3 おじぎのあと「おはようございます。」という。」
(木村草太編「子どもの人権を守るために」所収 道徳教育「道徳の教科化」がはらむ問題と可能性)

元事務次官氏も、いったい誰がどこで決めたのか、「悪しき正解主義」と切り捨てています。正解は2ということですが、わたしもアルバイトの研修だか新入社員研修だかで習った記憶があります。企業研修が小学校におりてきたのね、と思うとちょっとした笑い話です。ただ、元事務次官氏が率いた組織が、「面従腹背」によって制作した教科書だという反省は見られませんが。

道徳の教科化の経緯

2006年、教育基本法に愛国心が盛り込まれました。これにともない、道徳の教科化も成立しました。成績評価も実施されます。

教科書検定では、愛国心との兼ね合いか、パン屋が和菓子屋になったり、アスレチックの公園が和楽器店になったりと訂正させられことが話題になりました。これを問題視する向きもありますが、忖度しすぎてビミョーな点がいじくりまわされるという、会社などでもよく見かける日本社会特有の「ご愛嬌」ではないかと思っています。

戦後、日本では「教育勅語」や「修身」に対する反省から、道徳を教科として教えることはありませんでした。第二次世界大戦後、GHQがその内容を問題視して、廃止されました。

しかし、その後、道徳ができました。「教育勅語になってはいけない」ということで、教科にはしないという前提で始まりました。

わたしが、今回、おやと思ったのは、今まで道徳の教科書のお話と言えば、価値観を押しつけてはいけないという配慮から、「なにが言いたいのかまったくかわからん」というのが相場だったのですが、今回はかなり明確に「こう読み取るべきだ」ということが明示されており、その評価規準も記されてあります。

ただし、道徳の教科化によって、「教育勅語」の復活とはわたしは思っていません。

「正解主義」のほんとうの問題点

けれども、こういう場面ではこう感じるべきだという「日本人の空気を読む力」みたいなものは強化されるのではないかな、と思います。これは、日本ローカルでは便利かもしれません。場合によっては、みんなが同じ空気を読んで、マナーを守れば、日常生活が快適になることもあるでしょう。

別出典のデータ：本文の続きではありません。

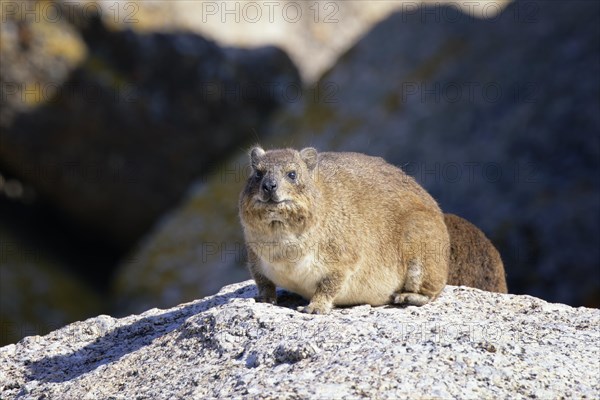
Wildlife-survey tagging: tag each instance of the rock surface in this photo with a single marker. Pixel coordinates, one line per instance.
(523, 166)
(37, 293)
(466, 344)
(323, 29)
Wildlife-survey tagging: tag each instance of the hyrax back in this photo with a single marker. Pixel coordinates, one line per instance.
(474, 261)
(341, 229)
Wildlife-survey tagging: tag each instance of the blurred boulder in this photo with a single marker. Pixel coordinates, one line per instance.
(115, 140)
(314, 34)
(37, 293)
(497, 118)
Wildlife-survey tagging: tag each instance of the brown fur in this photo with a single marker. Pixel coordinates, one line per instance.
(474, 261)
(349, 229)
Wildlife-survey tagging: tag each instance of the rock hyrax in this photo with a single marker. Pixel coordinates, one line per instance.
(341, 229)
(474, 261)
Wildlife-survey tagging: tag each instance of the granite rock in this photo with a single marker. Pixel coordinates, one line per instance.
(121, 122)
(420, 90)
(466, 344)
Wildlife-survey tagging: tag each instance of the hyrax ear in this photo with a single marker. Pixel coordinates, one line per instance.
(256, 154)
(309, 156)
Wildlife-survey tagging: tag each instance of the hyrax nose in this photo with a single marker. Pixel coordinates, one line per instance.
(269, 185)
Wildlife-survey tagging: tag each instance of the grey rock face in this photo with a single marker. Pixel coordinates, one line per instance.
(116, 138)
(466, 344)
(523, 166)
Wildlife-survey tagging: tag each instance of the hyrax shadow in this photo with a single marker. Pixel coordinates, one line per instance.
(341, 229)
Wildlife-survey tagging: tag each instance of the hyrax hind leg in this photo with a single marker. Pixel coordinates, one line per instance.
(425, 257)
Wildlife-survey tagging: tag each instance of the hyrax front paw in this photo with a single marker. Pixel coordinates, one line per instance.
(315, 309)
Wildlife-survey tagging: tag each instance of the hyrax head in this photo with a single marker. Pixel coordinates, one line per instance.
(280, 176)
(280, 188)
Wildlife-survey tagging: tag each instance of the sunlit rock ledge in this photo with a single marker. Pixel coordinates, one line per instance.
(466, 344)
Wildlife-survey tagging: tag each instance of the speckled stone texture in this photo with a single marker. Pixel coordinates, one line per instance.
(466, 344)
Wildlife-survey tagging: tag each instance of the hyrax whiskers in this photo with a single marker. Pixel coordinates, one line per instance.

ただし、「この場面ではこう感じるべきだ」という教育は、多様性やグローバル化という面からは、時代を逆行するものではないかと思われます。その場面で適切な対応や、気持ちの受け取り方は、人によって、文化によって千差万別になるのではないでしょうか。つまり、日本に内向きに閉じこもっていいんだ、「日本はガラパゴスでいいんだ」という宣言というか、ダイバーシティの否定になってしまう気がしてならないのです。

もしかしたら、それを望んでいるのは、われわれ日本国民じしんかもしれませんが。

結局は現場裁量の丸投げか

前出の元文科事務次官氏は、さいごにこう言います。

文部科学省や教育委員会が許容する範囲内でも、学習指導要領や検定教科書が提示する「道徳的価値」を逆手にとって批判的に捉え、工夫次第でいろいろなことができる。要は、現場の主体的な取り組みにかかっているのである。

なんだ、結局責任を現場に丸投げしてるのね。

道徳の時間をなにも教えず空費するのが、責任感のある教員の身の処し方でしょうかねえ・・・あ、これってまさに面従腹背じゃないか!